Let me know, if this would work for you or if you get stuck somewhere. :slight_smile:


Thanks a lot for your answer.
This works out for me but I want to implement the discussed Conv2D weights into this simple network:

class CNN(nn.Module):

def __init__(self):
    super(CNN, self).__init__()
    self.features =nn.Conv2d(1, 2, kernel_size=3, stride=1, padding=0)
                           nn.MaxPool2d(kernel_size=2, stride=1)
    self.drop_out = torch.nn.Dropout(0.6)

def forward(self, x):
    return x


I would be appreciated if give me a hint on this as well

You can assign a new weight parameter to self.features via:

self.features = nn.Conv2d(...)
with torch.no_grad():
    weights = torch.tensor(...)
    self.features.weight = nn.Parameter(weights)

Thank you for your answer

Is there a way to adapt this approach so that rather than performing convolutions using different kernels per channel, it performs convolutions on all channels for a tensor in a batch but the kernel for each tensor in the batch changes? So each batch item undergoes a convolution with a unique prespecified kernel.

e.g. something like this:

import torch 

batch_size = 8
channels = 10
img_size = 30
kernel_size = 3

batch = torch.rand((batch_size,channels,img_size,img_size))

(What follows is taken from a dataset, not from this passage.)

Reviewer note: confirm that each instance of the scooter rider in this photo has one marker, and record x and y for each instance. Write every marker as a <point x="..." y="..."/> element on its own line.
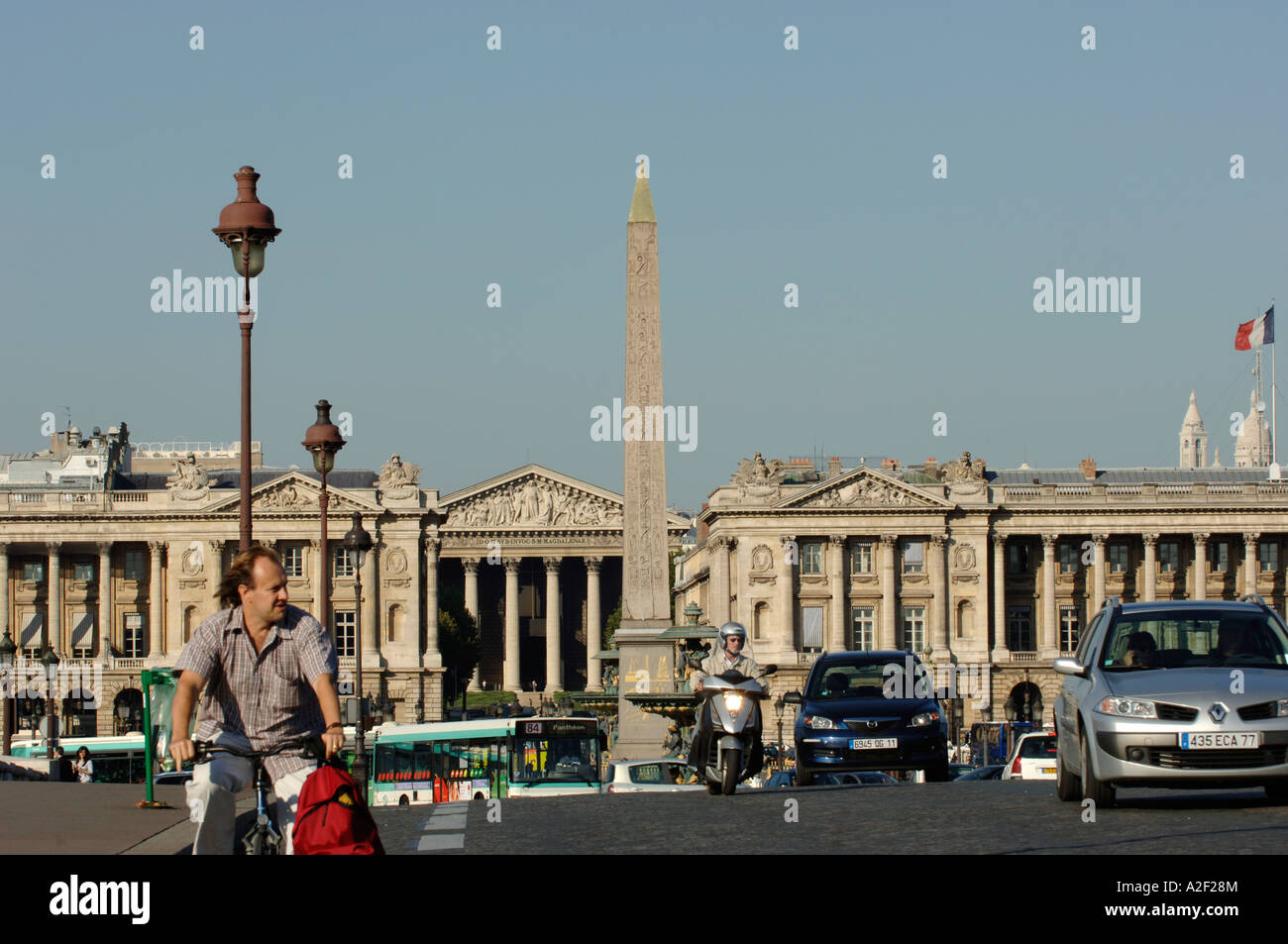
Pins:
<point x="728" y="657"/>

# Make a unique kernel for each batch member but the kernel is convolved 
# with every channel 
weights = torch.rand((batch_size,1,kernel_size,kernel_size)).repeat(1,channels,1,1)

conv = torch.nn.Conv2d(channels,channels,kernel_size,padding=4,bias=False)

with torch.no_grad():
    conv.weight = torch.nn.Parameter(weights,requires_grad=False)

output = conv(batch)

Edit: This has been solved using for loops or groups here

Hello @ptrblck I try this code but I got error "Illegal instruction (core dumped)

I’m not sure which code you were trying. Could you post more information about your use case, setup (installed PyTorch version, CUDA etc.) and could you also try to get a backtrace from gdb?